The usual way to put documentation in software is to add comments, as we’ve already seen. But when describing functions, there’s a better way. If the first thing in a function is a string that isn’t assigned to a variable, that string is attached to the function as its documentation:

"""A library to perform temperature conversions"""

def fahr_to_celsius(fahr):
    """Convert Fahrenheit to Celsius.

    Uses standard Fahrenheit to Celsius formula

    Arguments:
    fahr -- the temperature in Fahrenheit
    """
    celsius = ((fahr - 32) * (5/9)) 
    return celsius

def fahr_to_kelvin(fahr):
    """Convert Fahrenheight to Kelvin.

    Uses standard Fahrenheit to Kelvin formula

    Arguments:
    fahr -- the temperature in Fahrenheit
    """
    kelvin = fahr_to_celsius(fahr) + 273.15
    return kelvin

A string like this is called a docstring. We don’t need to use triple quotes when we write one, but if we do, we can break the string across multiple lines. This also applies to modules

So how would we use this module and its functions in code? We do this by importing the module into Python.

Python 3.4.3 |Anaconda 2.3.0 (x86_64)| (default, Mar  6 2015, 12:07:41) 
[GCC 4.2.1 (Apple Inc. build 5577)] on darwin
Type "help", "copyright", "credits" or "license" for more information.
>>> import temp_conversion

When modules and functions are described in docstrings, we can ask for these explanations directly from the interpreter which can be useful. Following on from the above:

>>> help(temp_conversion)

So here’s the help we get for the module:

Help on module temp_conversion:

NAME
    temp_conversion - A library to perform temperature conversions

FUNCTIONS
    fahr_to_celsius(fahr)
        Convert Fahrenheit to Celsius.
        
        Uses standard Fahrenheit to Celsius formula
        
        Arguments:
        fahr -- the temperature in Fahrenheit
    
    fahr_to_kelvin(fahr)
        Convert Fahrenheight to Kelvin.
        
        Uses standard Fahrenheit to Kelvin formula
        
        Arguments:
        fahr -- the temperature in Fahrenheit

FILE
    /Users/user/Projects/RSG/Training/2016-08-31-Southampton/novice/python/code/temp_conversion.py

Here, note we’ve used the term library in the code documentation. This is a more conventional, general term for a set of routines in any language.

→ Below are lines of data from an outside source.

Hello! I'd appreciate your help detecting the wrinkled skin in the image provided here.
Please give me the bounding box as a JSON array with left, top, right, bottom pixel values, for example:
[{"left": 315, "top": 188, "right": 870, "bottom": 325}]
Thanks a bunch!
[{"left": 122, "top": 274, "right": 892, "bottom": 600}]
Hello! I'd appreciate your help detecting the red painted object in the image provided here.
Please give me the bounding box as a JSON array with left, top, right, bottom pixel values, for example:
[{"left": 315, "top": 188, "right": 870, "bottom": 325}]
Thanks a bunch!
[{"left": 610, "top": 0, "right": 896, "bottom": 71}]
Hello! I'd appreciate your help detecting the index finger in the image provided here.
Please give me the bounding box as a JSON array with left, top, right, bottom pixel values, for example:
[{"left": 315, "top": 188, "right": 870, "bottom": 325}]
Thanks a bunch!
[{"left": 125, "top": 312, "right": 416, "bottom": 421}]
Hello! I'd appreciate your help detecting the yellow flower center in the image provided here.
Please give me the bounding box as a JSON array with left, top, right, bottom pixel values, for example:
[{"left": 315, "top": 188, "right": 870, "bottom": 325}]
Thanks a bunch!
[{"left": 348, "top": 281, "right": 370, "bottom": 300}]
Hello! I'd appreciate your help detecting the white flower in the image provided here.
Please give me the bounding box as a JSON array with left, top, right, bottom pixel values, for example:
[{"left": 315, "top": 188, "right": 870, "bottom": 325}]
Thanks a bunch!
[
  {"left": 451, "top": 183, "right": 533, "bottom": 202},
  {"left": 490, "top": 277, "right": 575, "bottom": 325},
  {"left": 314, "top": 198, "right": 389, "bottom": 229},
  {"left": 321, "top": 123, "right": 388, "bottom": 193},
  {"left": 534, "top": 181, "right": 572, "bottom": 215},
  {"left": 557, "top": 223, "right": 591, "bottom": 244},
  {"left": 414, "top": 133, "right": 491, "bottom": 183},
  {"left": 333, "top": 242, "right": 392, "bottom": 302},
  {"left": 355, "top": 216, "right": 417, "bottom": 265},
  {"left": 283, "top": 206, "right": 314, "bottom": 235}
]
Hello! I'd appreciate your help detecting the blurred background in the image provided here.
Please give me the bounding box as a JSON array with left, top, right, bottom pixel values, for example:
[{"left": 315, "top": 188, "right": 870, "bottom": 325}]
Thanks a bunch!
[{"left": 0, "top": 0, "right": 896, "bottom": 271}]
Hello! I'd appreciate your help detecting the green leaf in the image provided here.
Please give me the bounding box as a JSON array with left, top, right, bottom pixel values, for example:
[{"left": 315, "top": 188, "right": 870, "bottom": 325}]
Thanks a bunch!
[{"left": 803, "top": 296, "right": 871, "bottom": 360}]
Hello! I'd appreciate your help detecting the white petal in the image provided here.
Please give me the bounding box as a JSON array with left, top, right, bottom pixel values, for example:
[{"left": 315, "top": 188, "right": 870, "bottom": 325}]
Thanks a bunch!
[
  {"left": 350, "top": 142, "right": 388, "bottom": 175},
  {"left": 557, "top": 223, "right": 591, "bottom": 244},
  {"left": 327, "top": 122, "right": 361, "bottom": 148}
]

Similarly, for Docstrings in functions, e.g.:

>>> help(temp_conversion.fahr_to_celsius)

Note that we need to put in temp_conversion. prior the function name. We need to do this to specify that the function we want help on is within the temp_conversion module.

So we get:

Help on function fahr_to_celsius in module temp_conversion:

fahr_to_celsius(fahr)
    Convert Fahrenheit to Celsius.
    
    Uses standard fahrenheit to Celsius formula
    
    Arguments:
    fahr -- the temperature in Fahrenheit

And then we need to import that function from our module into our script, so we can use it.

import temp_conversion

climate_data = open('../data/sc_climate_data_10.csv', 'r')

for line in climate_data:
    data = line.split(',')

    if data[0][0] == '#':
        # don't want to process comment lines, which start with '#'
        pass
    else:
        # extract our max temperature in Fahrenheit - 4th column
        fahr = float(data[3])

        celsius = temp_conversion.fahr_to_celsius(fahr)
        kelvin = temp_conversion.fahr_to_kelvin(fahr)

        print('Max temperature in Celsius', celsius, 'Kelvin', kelvin)

Like when we used the interpreter to ask for help on the fahr_to_celsius() function, we need to prefix the function with its temp_conversion module name.

Again, the results should be the same as before.